Mikroskop Spiegelreflex - Unschärfe

Begonnen von Nando, September 20, 2015, 00:42:05 VORMITTAG

Vorheriges Thema - Nächstes Thema

Nando

Hallo miteinander,

mit meinem Mikroskop, dem Carl Zeiss KF-2, bin ich recht zufrieden. Fotos habe ich bisher mit einer Kompaktkamera über das Okular aufgenommen. Die Bildqualität finde ich ganz gut.


Jetzt versuche ich mich an Aufnahmen über eine Spiegelreflex (Nikon D5100), nur habe ich da meine Probleme. Die Kamera ist an Stelle des schwenkbaren/abnehmbaren Aufsatzes am Mikroskop aufgesetzt. Über HDMI habe ich ein gutes Bild. Wenn ich allerdings mit der Kamera Fotos aufnehme, sind die Bilder unscharf. Sie werden unschärfer, wenn ich die Belichtungszeit höher oder niedriger als ~1/3 Sekunde wähle. Als Beispiel ist die Aufnahmen bei einer Belichtungszeit von 1/200 Sekunde unschärfer als bei einer 1/3 Sekunde. Das Bild über HDMI ist gleichscharf. Eine Videoaufnahme mit der Spiegelreflex ist auch scharf. Es wird ein Foto also anders aufgenommen als ein Video oder die Ausgabe über HDMI.

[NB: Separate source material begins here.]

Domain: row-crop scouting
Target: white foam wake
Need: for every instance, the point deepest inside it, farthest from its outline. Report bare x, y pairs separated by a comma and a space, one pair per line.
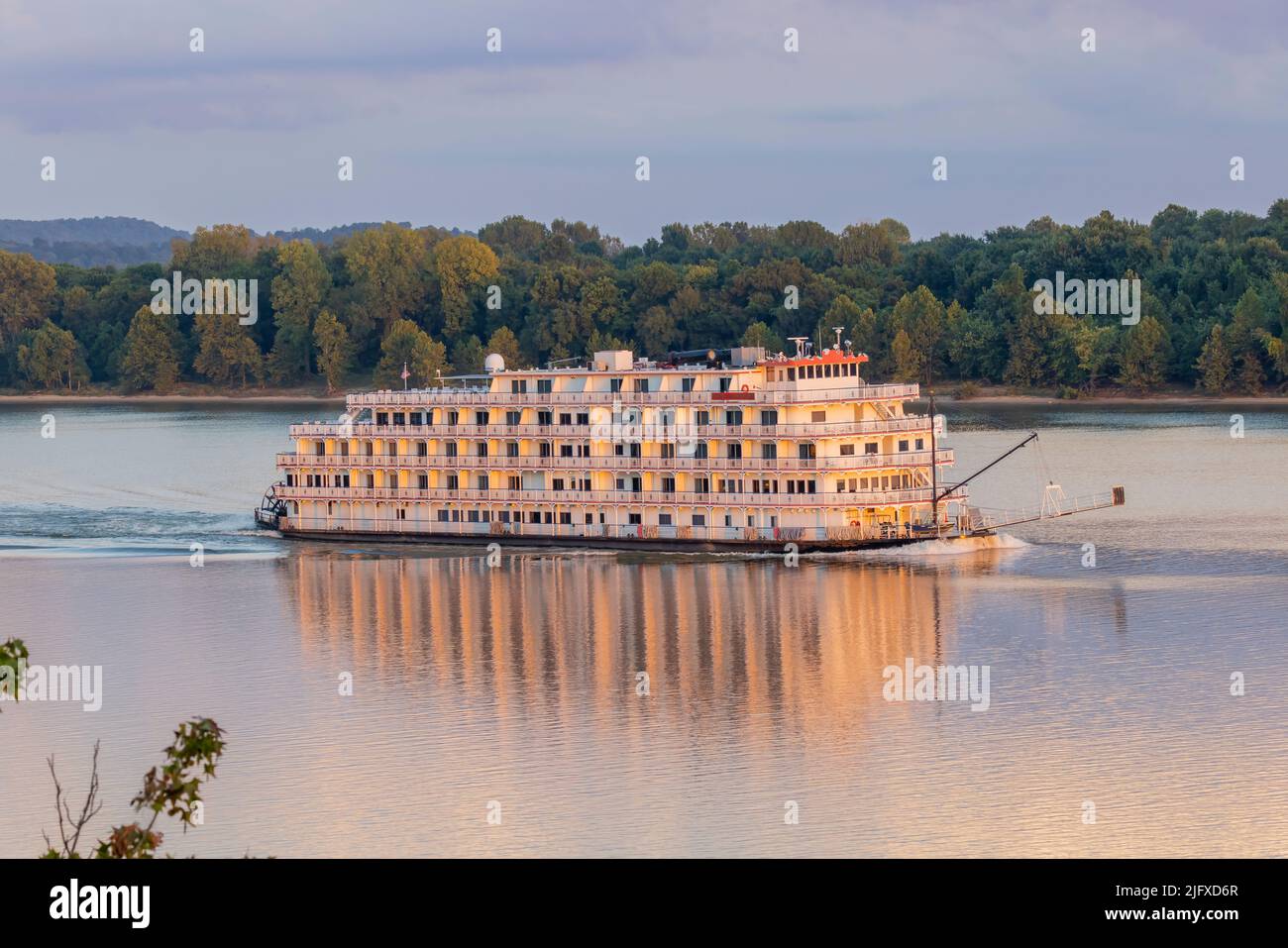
956, 546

Hat jemand in der Hinsicht schon Erfahrungen gesammelt und einen Tipp für mich? Muss ich einen genauen Abstand zum Okular oder eine genaue Belichtungszeit treffen? Brauche ich einen Adapter für eine Blende zwischen Mikroskop und Kamera?

Anbei noch eine Aufnahme mit meiner Kompaktkamera und zwei Aufnahmen mit der Speigelreflex (400-fache Vergrößerung).
Aufnahme mit Kompaktkamera (400-fache Vergrößerung)

Aufnahme mit Spiegelreflex (Nikon D5100) - Fotomodus


Aufnahme mit Spiegelreflex (Nikon D5100) - Videomodus


Habt ihr eine(n) Erklärung/Tipp für die Aufnahmen mit einer Spiegelreflex?
Spiegelvorauslösung bringt keine Besserung.

Zitat
Spiegelvorauslösung

Bereits minimale Erschütterungen während des Aufnahmemodus reduzieren die Mikrofotoqualität. Bewegliche Spiegel sind kameraintern eine der Hauptursachen für Verwacklungen.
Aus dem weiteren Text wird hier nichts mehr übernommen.